法官又不是新手能胜任的。

    纪礼提前五分钟给他临时补课:“四个狼人为一组,剩下八个人为另一组,记住自己是哪一组的人,至于每张牌的功能听法官说的就可以了。”

    林成双倒不关心这个,兴致勃勃道:“游戏肯定有输有赢,总得有奖惩吧?输得最多的那个人由赢得最多的指定表演一个节目,怎么样?”

    二胖忍了忍,没忍住:“你是不是就等着看惩罚?”

    林成双一弹帽檐:“反正受罚的人又不是我。”

    二胖被他的无耻震惊了。

    也不知道林成双从哪里搞来的语音,居然开着手机给大伙放起了狼嚎,在门窗紧闭的室内还真有那么点吓人。

    十几个人盘腿在客厅坐成一圈,就着狼嚎当bg玩完了一局,两局,三局。

    第一局,纪礼成了女巫,第三个白天来临前毒死了最后一个狼人,好人方获胜。

    第二局,纪礼做了狼人,第一天白天被全票选成警长,三晚后死了四个神职,狼人方获胜。

    第三局,纪礼当了平民,第二天继承了警长的位置,一直拖到第四天,最后一个狼人被流放,好人方获胜。

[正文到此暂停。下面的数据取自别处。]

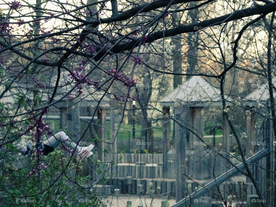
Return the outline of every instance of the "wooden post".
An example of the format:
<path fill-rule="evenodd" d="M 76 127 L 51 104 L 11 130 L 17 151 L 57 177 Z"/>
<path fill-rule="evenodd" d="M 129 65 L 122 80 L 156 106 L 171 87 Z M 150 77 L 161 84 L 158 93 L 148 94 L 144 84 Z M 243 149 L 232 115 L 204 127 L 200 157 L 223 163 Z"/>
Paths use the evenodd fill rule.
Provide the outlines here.
<path fill-rule="evenodd" d="M 168 160 L 167 153 L 170 150 L 170 108 L 163 106 L 163 113 L 164 118 L 163 120 L 163 177 L 168 177 L 168 170 L 171 169 L 168 168 Z"/>
<path fill-rule="evenodd" d="M 106 111 L 103 108 L 98 110 L 98 138 L 99 140 L 99 145 L 97 147 L 98 158 L 101 161 L 104 161 L 104 155 L 103 151 L 104 150 L 106 141 L 106 133 L 105 124 L 106 120 Z"/>
<path fill-rule="evenodd" d="M 74 101 L 67 101 L 67 130 L 72 135 L 76 135 L 74 141 L 78 141 L 79 139 L 80 109 L 79 103 Z M 73 137 L 72 137 L 73 138 Z"/>
<path fill-rule="evenodd" d="M 254 153 L 255 151 L 255 147 L 256 146 L 252 144 L 252 142 L 256 141 L 255 135 L 255 113 L 253 111 L 253 108 L 247 110 L 246 114 L 246 135 L 247 136 L 247 141 L 249 145 L 246 146 L 249 146 L 248 149 L 248 152 L 246 152 L 246 154 L 252 150 Z M 260 141 L 260 140 L 259 140 Z M 247 143 L 248 144 L 248 143 Z"/>
<path fill-rule="evenodd" d="M 60 112 L 60 130 L 67 129 L 67 111 L 66 108 L 61 108 Z"/>
<path fill-rule="evenodd" d="M 114 137 L 116 135 L 116 132 L 117 126 L 117 114 L 116 111 L 114 110 L 111 110 L 110 111 L 110 141 L 113 141 Z M 117 162 L 117 137 L 114 140 L 113 143 L 112 147 L 112 150 L 110 152 L 112 154 L 111 160 L 113 163 L 116 163 Z M 116 164 L 114 166 L 115 167 Z M 114 167 L 112 168 L 114 169 Z M 129 176 L 129 175 L 128 176 Z"/>
<path fill-rule="evenodd" d="M 185 125 L 187 112 L 185 107 L 181 106 L 176 109 L 175 116 L 177 121 Z M 175 123 L 175 200 L 177 202 L 184 196 L 186 187 L 185 172 L 186 155 L 186 130 L 177 123 Z"/>
<path fill-rule="evenodd" d="M 230 107 L 227 106 L 228 109 Z M 230 150 L 230 125 L 228 123 L 227 119 L 223 113 L 222 121 L 222 129 L 223 131 L 223 137 L 222 147 L 226 152 L 229 152 Z"/>
<path fill-rule="evenodd" d="M 204 110 L 202 107 L 193 107 L 190 108 L 189 113 L 189 123 L 191 129 L 203 139 L 204 133 Z M 193 133 L 189 133 L 189 143 L 187 148 L 189 150 L 203 149 L 203 143 L 201 143 L 198 137 Z"/>

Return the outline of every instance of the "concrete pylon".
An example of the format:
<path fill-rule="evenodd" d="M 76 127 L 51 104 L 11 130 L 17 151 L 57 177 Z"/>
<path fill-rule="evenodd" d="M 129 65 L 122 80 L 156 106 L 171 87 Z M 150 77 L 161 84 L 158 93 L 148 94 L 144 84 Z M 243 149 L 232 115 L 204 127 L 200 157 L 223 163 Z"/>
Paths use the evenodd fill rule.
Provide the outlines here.
<path fill-rule="evenodd" d="M 190 108 L 188 114 L 189 124 L 191 129 L 203 139 L 204 133 L 204 109 L 202 107 L 193 107 Z M 202 150 L 203 143 L 193 133 L 189 132 L 187 140 L 187 148 L 189 150 Z"/>
<path fill-rule="evenodd" d="M 184 196 L 186 187 L 185 171 L 186 148 L 186 130 L 183 126 L 186 125 L 185 121 L 187 112 L 186 107 L 180 104 L 175 110 L 175 200 L 178 202 Z"/>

    到第四局,狼人方当机立断,第一晚就刀死了纪礼。

    然后被女巫给救了。

    林成双宣布可以睁眼的时候,所有人表情都有点怪异。

    这还是今晚以来第一个平安夜。

    林成双笑眯眯地道:“行啦,现在开始警长竞选,咦,这次居然只有两个人举手吗,请分别阐述一下你们当警长的理由吧。”

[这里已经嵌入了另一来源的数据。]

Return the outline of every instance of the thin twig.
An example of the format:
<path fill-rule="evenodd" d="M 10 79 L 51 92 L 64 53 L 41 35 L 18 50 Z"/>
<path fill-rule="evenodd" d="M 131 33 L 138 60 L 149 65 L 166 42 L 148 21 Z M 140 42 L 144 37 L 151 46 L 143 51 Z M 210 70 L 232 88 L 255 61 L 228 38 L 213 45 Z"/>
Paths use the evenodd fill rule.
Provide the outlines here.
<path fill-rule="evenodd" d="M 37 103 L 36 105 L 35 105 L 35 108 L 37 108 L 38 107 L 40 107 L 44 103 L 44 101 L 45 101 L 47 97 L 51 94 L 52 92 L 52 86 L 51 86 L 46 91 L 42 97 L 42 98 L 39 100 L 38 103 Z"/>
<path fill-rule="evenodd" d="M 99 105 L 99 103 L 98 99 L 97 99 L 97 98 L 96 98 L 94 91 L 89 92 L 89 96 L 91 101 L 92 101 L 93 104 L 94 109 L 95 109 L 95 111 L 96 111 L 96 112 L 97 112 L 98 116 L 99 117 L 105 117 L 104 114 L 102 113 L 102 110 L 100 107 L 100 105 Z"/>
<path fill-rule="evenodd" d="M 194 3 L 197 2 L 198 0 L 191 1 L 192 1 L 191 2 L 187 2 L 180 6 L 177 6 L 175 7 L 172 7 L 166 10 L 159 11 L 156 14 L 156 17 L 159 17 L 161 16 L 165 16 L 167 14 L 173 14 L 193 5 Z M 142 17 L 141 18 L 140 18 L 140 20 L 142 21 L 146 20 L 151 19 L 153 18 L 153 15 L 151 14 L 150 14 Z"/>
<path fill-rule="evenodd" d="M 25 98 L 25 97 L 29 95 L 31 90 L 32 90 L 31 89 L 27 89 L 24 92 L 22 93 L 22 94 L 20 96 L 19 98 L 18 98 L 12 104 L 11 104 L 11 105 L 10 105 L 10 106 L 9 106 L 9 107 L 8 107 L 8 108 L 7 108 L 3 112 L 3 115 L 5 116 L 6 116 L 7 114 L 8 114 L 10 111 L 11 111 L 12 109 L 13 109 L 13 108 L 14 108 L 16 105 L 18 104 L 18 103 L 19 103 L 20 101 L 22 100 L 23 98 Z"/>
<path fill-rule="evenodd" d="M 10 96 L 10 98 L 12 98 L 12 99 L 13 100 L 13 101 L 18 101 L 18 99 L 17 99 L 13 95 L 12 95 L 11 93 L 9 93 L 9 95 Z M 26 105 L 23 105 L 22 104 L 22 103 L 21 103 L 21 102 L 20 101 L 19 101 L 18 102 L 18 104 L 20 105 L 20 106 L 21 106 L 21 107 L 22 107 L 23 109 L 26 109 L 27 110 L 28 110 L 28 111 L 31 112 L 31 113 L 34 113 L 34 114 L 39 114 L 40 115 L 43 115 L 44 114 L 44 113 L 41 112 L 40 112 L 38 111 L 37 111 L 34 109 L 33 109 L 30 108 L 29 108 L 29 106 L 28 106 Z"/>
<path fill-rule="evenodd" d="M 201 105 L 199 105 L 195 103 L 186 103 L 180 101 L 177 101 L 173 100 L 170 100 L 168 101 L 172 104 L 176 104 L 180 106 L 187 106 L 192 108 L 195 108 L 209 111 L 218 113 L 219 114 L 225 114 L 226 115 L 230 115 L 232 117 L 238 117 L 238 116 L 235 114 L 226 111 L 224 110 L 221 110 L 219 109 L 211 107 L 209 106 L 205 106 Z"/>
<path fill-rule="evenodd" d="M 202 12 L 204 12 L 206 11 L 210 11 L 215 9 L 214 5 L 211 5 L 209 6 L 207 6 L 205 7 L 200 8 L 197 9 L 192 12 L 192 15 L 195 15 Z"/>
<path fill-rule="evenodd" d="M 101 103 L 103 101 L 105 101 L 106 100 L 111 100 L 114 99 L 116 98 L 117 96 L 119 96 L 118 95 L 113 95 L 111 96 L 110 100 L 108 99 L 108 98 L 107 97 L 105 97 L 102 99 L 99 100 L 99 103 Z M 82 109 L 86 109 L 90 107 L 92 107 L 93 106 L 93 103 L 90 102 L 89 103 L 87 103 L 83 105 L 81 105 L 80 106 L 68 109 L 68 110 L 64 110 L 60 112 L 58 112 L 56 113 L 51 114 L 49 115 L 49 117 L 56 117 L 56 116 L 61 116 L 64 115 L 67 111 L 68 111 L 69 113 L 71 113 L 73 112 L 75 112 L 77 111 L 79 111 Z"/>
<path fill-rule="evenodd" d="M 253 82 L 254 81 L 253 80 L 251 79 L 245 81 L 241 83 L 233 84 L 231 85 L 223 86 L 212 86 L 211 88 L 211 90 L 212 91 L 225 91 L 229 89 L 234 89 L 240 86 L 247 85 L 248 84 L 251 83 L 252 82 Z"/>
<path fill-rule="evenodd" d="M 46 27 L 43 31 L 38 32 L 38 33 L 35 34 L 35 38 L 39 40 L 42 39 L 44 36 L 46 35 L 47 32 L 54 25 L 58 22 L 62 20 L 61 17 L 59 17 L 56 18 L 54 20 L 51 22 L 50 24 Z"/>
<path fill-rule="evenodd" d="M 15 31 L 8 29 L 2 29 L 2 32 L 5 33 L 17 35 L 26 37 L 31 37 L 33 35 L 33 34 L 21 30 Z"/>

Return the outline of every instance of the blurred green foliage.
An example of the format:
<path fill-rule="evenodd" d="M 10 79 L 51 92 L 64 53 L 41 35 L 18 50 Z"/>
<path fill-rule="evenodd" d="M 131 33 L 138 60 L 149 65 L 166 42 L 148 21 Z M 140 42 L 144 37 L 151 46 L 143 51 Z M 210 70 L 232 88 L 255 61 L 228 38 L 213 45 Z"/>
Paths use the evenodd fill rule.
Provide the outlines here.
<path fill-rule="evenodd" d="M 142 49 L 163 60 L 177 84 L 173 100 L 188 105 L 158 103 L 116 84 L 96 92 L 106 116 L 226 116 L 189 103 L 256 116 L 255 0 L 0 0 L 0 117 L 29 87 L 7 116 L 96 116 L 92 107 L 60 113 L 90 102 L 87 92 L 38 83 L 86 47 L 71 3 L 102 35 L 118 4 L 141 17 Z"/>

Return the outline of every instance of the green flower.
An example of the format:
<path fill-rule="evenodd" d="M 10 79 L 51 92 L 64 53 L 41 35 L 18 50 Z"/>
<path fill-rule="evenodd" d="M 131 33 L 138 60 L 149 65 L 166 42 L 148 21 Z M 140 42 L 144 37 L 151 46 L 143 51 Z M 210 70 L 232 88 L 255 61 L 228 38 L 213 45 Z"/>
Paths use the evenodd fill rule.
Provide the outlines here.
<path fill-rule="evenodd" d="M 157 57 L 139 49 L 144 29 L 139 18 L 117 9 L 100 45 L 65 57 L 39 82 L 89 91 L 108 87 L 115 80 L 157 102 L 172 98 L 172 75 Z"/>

    这局被选作警长的人是应云生,理由是拿到了预言家牌,金水给了纪礼。

    第一天,众人流放了对跳的预言家。

    第二天,狼人刀了一个女生,白天狼人自爆,直接进入黑夜。

    第三天,纪礼听完了自己的死讯,抬手翻开身份牌。

    猎人。

    林成双说:“选择要枪杀的玩家吧。”

    纪礼捏着卡牌转了一圈,指向了对面的二胖。

    林成双:“要杀了胖子吗?”

    纪礼没说话,手又往和二胖旁边凌落的方向点了点。

    林成双挑了下眉:“所以你是打算带走凌落?”

    纪礼摇摇头,忽然看向他左侧位的人。

    他左边的就是应云生。

    纪礼的指尖抵上对方的心脏,侧着头,忽然朝他笑了笑。

    应云生清楚地听见自己心跳加快的声音,连带着胸膛震颤,一直传导到对方的手指,他甚至怀疑对方也感觉到了。

    纪礼以手作枪,朝他弯起嘴角。

    “砰——”

    “二胖流放,好人方获胜。”林成双把卡牌一张张收起来,“四个狼人分别是自爆兄,凌落,胖子,应云生。”

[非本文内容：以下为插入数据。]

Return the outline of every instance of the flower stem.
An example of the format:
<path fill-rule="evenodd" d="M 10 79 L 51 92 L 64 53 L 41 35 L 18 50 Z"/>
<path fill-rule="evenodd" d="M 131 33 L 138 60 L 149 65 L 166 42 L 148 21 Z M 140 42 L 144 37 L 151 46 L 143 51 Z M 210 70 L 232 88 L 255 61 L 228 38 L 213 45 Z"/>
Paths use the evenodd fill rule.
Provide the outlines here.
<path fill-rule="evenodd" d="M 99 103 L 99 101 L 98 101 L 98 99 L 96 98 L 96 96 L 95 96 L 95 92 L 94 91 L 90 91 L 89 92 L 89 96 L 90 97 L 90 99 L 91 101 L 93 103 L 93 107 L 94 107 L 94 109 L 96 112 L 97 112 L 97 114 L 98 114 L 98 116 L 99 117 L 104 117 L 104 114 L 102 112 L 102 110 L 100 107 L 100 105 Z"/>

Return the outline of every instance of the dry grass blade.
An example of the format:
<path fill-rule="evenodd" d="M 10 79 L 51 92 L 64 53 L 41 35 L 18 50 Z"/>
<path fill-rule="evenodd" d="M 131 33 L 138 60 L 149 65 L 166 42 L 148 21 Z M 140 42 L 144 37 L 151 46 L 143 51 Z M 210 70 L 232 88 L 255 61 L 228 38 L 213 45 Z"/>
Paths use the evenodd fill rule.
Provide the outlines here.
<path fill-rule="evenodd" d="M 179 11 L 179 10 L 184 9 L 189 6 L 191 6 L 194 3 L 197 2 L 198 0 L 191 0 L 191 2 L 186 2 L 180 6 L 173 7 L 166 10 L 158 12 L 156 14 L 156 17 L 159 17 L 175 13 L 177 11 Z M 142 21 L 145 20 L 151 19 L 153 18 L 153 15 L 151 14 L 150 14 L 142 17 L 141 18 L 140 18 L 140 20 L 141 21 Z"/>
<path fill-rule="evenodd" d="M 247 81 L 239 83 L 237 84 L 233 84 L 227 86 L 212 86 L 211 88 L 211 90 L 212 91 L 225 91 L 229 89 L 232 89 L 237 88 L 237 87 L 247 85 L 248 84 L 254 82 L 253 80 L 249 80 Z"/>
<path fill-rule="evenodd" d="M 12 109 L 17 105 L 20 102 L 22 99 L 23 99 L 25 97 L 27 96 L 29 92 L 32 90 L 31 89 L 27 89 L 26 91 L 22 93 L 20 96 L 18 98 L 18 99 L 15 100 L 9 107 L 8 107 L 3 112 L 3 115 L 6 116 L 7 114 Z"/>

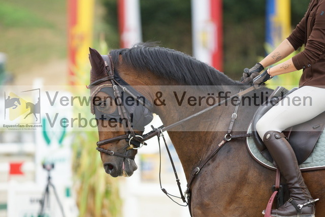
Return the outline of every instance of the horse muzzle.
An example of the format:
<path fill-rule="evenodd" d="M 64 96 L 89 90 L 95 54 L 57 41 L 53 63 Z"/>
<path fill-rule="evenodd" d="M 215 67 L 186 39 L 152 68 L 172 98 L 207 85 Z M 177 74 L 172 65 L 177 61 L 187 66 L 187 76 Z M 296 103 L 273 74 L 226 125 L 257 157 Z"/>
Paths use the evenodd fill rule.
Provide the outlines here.
<path fill-rule="evenodd" d="M 103 166 L 106 173 L 114 177 L 131 176 L 138 169 L 136 163 L 132 159 L 124 158 L 120 166 L 118 167 L 116 164 L 112 163 L 105 163 Z"/>

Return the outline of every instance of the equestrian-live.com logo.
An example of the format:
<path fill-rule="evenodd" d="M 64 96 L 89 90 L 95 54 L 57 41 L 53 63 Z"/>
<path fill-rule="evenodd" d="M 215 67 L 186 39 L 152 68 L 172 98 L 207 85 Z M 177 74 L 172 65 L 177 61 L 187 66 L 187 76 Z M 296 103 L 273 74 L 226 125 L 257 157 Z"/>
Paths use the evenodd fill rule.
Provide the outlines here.
<path fill-rule="evenodd" d="M 40 123 L 40 90 L 29 89 L 16 92 L 5 92 L 5 120 L 6 127 L 30 128 Z"/>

    二胖倒在胜利前夕,仰面哀嚎一声:“纪礼开枪前把我们仨儿全点出来了能不能判个犯规啊?!”

    “很遗憾,我们玩的是有遗言的版本。”林成双拍拍他的肩膀,“看开一点。”

    二胖面无表情地挥开他的手。

    “现在,轮到你答应的肚皮舞了。”林成双笑眯眯地道,“要不要我去给你拿瓶绿啤壮壮胆?”

    “呃……”啤酒是从冰箱里拿出来的。

    趁二胖准备的功夫大伙一齐把蛋糕切了,林成双坚决不肯戴那个傻兮兮的生日帽,全程没让人找到拍丑照的契机。

    纪礼见应云生一直盯着酒瓶看,问了句:“想尝尝吗?”

    应云生看向他。

    纪礼取了只玻璃杯,只倒了小半杯:“先喝一点点,试试能不能接受这个味道。”

    前面的空地上二胖已经掀开了衣服下摆,众人嘲笑的嘲笑,录视频的录视频,至于觉得扎眼的已经率先逃离了现场。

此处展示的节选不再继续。